Audit firm concentration is the subject of significant discussion in the United Kingdom. Currently, the Big Four dominate the FTSE 350 by market share. Regulatory attempts to increase competition and decrease concentration, such as mandatory firm rotation, may not achieve those desired results. In part, because changing audit firms often comes with costs and the choice of firms may be limited.
Just one company in the FTSE 100 has a non-Big 4 audit firm. Endeavour Mining [EDV] retains BDO as their statutory auditor. The Big 4 have between 22 and 27 clients. PricewaterhouseCoopers and KPMG led with 27 clients each.
The Big 4 also dominate the FTSE 250. Nearly 90% of FTSE 250 companies retain a Big 4 audit firm.
Mandatory audit firm rotation was meant to promote competition. But 2021 auditor changes show mandatory rotation may just cause companies to switch from one Big 4 firm to another Big 4 firm.
FTSE 100 audit firm changes between 2020 and 2021 were all from one Big 4 firm to another Big 4 firm.

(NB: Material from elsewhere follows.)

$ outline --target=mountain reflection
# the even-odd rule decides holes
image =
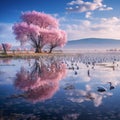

Twelve FTSE 250 audit firm changes were from one Big 4 firm to another Big 4 firm, one was from a non-Big 4 firm to a Big 4 firm, two were from Big 4 firms to non-Big 4 firms, and one was from a non-Big 4 firm to another non-Big 4 firm.
The U.K. government recently proposed plans to overhaul the corporate reporting and audit environment.
“To curtail the unhealthy dominance of the ‘Big Four’ audit firms, FTSE 350 companies will be required to conduct part of their audit with a challenger firm. [T]he new regulator, ARGA, will also be given the power to make big audit firms keep their audit and non-audit functions operationally separate and to enforce a market cap if the state of the market doesn’t improve.”Audit regime overhaul to help restore trust in big business, May 2022
Additionally, the U.K.’s Financial and Reporting Council (FRC) set a deadline of June 2024 for the Big Four firms to separate their audit practices from the rest of their operations. Recently, EY made headlines when they announced the firm was discussing a possible global spinoff of its audit practice.
Costs of Market Representation
Changing audit firms can result in higher costs for a company. Companies that change their audit firm often see larger increases in audit fees compared to companies that retain the same audit firm. New audit firms are often required to perform more work to understand their clients’ operations, controls, and systems.
FTSE 250 companies with a new auditor saw a 33% increase in audit fees year-over-year. In comparison, FTSE 250 companies with the same auditor saw a smaller 19% increase. For companies subject to mandatory audit firm rotations, this cost increase may be unavoidable.
Creating a more competitive market is laudable. But it is important to consider the costs passed on to companies when an auditor change occurs.